To get the most out of hiring a paid search agency, you need to understand agencies. They’re like any other business: they need to make money, sometimes they’re the right solution, not everyone is great and they won’t magically solve all of your business problems.
There is no way to find the perfect agency, but there are some secrets you should know.
Every Fee Equates to Hours
When you pay a paid search agency you are buying time. The vast majority of agencies charges a percentage of your media spend, a flat fee, or some hybrid. The agency’s costs are mostly talent. The amount you pay equates to some number of hours they can work on your account.
Every agency has to make money, but few talk about the number of hours they’ll be able to dedicate to your account. Some months, particularly early on in the account, you’ll get more than you pay for and some months it may be lighter. Account Managers are always under pressure to get the best possible results for as many clients as possible as efficiently as possible.
What matters most are results, not hours spent working on the account. The trick is to realize that working successfully with an agency is all about prioritization.
Everything you ask for draws from that total bucket of hours. Want a report? Need a deck for a meeting? Want weekly meetings instead of monthly ones? These requests have to come from a bucket of hours that you’re paying for. There is an opportunity cost of every project.
An Agency Isn’t Always the Answer
One of the common questions I get at search conference is "Can you recommend a good search agency?" The first thing I always want to know is: How much do you spend every month?
Most agencies will have a minimum that starts in the $1,000 to $5,000 per month range. If you’re not spending a reasonable sum on paid search per month, it can be hard to amortize that cost accordingly. Here’s what I recommend by budget level:
At lower spend levels, you can often get the advice you need with occasional help from a freelancer in terms of an account review. If you really don’t know anything about paid search or don’t have the time to manage it, a freelancer can be half the cost of an agency.
An agency provides expertise, a breadth of talent to support your account, and a layer of strategy and account management.

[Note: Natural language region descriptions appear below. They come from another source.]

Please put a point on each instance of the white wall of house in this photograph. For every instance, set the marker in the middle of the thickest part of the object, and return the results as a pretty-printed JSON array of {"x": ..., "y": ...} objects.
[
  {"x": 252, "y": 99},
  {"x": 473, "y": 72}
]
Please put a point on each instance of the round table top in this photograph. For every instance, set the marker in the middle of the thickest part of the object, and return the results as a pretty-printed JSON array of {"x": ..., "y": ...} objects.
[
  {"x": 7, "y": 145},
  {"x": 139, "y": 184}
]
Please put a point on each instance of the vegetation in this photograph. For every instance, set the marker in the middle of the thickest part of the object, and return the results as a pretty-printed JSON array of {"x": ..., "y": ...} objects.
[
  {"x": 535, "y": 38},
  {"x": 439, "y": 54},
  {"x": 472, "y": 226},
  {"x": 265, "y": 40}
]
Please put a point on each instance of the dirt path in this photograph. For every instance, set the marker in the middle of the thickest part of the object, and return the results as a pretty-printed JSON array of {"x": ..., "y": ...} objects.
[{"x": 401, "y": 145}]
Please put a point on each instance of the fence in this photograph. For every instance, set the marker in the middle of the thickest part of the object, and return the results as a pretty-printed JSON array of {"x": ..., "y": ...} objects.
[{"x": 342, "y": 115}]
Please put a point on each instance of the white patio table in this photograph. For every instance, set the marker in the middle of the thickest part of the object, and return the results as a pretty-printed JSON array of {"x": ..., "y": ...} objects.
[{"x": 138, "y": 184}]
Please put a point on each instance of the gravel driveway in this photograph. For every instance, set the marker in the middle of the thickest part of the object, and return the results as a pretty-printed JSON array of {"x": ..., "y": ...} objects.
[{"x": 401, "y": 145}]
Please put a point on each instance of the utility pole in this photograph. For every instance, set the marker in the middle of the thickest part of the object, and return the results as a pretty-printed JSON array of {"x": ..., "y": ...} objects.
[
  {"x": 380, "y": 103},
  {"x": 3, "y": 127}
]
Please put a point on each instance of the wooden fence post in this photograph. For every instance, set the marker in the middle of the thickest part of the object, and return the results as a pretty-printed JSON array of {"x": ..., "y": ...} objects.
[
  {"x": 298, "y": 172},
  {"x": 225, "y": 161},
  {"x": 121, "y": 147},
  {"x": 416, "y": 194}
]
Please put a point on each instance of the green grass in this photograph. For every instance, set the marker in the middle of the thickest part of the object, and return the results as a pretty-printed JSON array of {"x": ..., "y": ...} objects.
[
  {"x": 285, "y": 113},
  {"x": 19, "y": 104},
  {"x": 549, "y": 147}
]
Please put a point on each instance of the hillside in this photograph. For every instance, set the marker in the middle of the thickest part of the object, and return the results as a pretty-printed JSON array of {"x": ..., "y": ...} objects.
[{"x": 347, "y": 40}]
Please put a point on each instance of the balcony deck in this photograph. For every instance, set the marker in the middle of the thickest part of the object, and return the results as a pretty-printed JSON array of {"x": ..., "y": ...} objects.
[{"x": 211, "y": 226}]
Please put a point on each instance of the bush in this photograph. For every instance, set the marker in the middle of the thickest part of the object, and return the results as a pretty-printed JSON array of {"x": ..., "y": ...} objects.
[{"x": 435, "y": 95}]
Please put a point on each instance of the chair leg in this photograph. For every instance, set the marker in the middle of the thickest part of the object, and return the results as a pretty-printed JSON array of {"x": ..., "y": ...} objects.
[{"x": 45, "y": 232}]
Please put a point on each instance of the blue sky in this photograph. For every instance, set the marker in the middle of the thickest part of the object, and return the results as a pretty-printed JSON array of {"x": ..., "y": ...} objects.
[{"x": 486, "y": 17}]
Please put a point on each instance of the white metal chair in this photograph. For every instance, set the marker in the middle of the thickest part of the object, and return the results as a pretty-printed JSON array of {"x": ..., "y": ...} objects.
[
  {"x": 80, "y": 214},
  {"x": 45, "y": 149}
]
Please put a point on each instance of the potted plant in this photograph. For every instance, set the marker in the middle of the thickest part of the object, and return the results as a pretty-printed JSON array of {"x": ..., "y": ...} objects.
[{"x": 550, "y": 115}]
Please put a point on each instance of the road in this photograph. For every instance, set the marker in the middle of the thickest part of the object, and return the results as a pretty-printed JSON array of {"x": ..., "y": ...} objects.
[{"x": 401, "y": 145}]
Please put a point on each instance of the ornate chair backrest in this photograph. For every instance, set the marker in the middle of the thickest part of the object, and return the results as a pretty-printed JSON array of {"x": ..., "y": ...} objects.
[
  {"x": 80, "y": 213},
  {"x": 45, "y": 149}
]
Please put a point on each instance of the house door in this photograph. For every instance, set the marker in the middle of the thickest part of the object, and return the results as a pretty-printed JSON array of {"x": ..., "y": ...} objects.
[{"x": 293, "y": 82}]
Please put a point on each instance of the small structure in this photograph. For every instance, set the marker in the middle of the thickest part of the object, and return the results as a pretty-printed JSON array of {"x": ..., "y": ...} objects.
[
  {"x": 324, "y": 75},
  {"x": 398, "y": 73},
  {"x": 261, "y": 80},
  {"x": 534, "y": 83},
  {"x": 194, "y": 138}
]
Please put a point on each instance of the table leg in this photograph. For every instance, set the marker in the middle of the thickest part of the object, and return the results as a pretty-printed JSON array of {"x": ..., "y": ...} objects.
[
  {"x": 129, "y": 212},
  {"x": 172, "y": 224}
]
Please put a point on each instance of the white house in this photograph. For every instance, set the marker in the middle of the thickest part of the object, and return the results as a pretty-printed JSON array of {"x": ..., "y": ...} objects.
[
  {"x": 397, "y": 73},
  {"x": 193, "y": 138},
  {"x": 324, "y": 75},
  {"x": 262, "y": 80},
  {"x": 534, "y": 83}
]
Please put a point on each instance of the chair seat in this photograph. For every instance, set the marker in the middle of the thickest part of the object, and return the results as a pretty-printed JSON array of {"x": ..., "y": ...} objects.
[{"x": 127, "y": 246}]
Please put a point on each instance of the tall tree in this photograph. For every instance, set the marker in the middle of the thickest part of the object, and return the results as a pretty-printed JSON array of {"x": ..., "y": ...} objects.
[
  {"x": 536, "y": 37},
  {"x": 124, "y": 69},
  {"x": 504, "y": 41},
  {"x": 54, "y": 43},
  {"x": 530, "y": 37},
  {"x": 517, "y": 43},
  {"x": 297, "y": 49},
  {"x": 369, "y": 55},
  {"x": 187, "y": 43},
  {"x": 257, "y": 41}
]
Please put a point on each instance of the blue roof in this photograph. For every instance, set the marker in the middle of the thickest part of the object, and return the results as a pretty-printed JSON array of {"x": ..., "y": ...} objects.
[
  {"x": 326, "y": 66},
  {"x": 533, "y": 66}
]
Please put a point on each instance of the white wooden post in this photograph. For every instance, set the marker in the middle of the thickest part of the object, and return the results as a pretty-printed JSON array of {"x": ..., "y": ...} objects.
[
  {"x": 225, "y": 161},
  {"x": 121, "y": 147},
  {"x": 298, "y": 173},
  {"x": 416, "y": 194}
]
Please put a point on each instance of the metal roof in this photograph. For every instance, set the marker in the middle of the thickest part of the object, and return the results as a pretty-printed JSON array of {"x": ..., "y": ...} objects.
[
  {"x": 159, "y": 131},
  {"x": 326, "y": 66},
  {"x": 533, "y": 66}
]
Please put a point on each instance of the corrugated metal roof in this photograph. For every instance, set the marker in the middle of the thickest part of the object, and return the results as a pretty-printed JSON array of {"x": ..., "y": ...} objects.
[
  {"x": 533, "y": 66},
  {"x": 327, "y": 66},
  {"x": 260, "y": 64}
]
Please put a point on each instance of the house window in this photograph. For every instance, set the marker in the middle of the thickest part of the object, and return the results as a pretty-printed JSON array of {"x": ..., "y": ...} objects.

That level of service and experience usually means a higher per hour cost and monthly minimum. If you’re spending at least $10,000 a month, that makes more sense than if you’re spending $2,000 a month.
Agencies Can’t Fix a Broken Business or Website
The best way to kill a bad product is great advertising. That famous Ogilvy axiom is just as true with paid search as print. No campaign, no matter how well structured, bid or described in a text can make people want something they really don’t want.
Chances are that if you’re struggling to sell your product in other channels, then paid search isn’t going to be a magic bullet.
That is true of conversion rate as well. It’s rare for an agency to have control over your website or, in some cases, even a way to change your landing pages. Yet, conversion rate plays a dramatic role in determining the profitability of your paid search spend.
A good agency-client relationship needs to include a candid assessment of what you’re trying to sell and how you’re trying to sell it. Improving conversion rate is often a joint project between paid search agencies and their clients. You’ll get further if you have that conversation early and work it into the project plan.
Not Everyone is an Expert
There are many brilliant people in paid search agencies. There are also many average and less experienced people, just like every other company.
Less experienced personnel cost less, which leads to more profit for the agency. Newer paid search managers can be great for more tactical work, but it’s important that your team includes the right blend of tactical and strategic guidance.
If you’re going to pay a premium to outsource your paid search management, make sure you clearly understand the account team. You don’t always need a team of experts or have the budget for them, but a balance of perspectives will lead to the best results.
It’s All About Trust
An agency-client relationship is a two way street and results: growth for your business and a profitable, long-term client for the agency. The more realistic and candid you are about what each of you needs and can accomplish within the time, budget, product and personnel constraints, the more productive it will be.
What are your agency secrets and tips?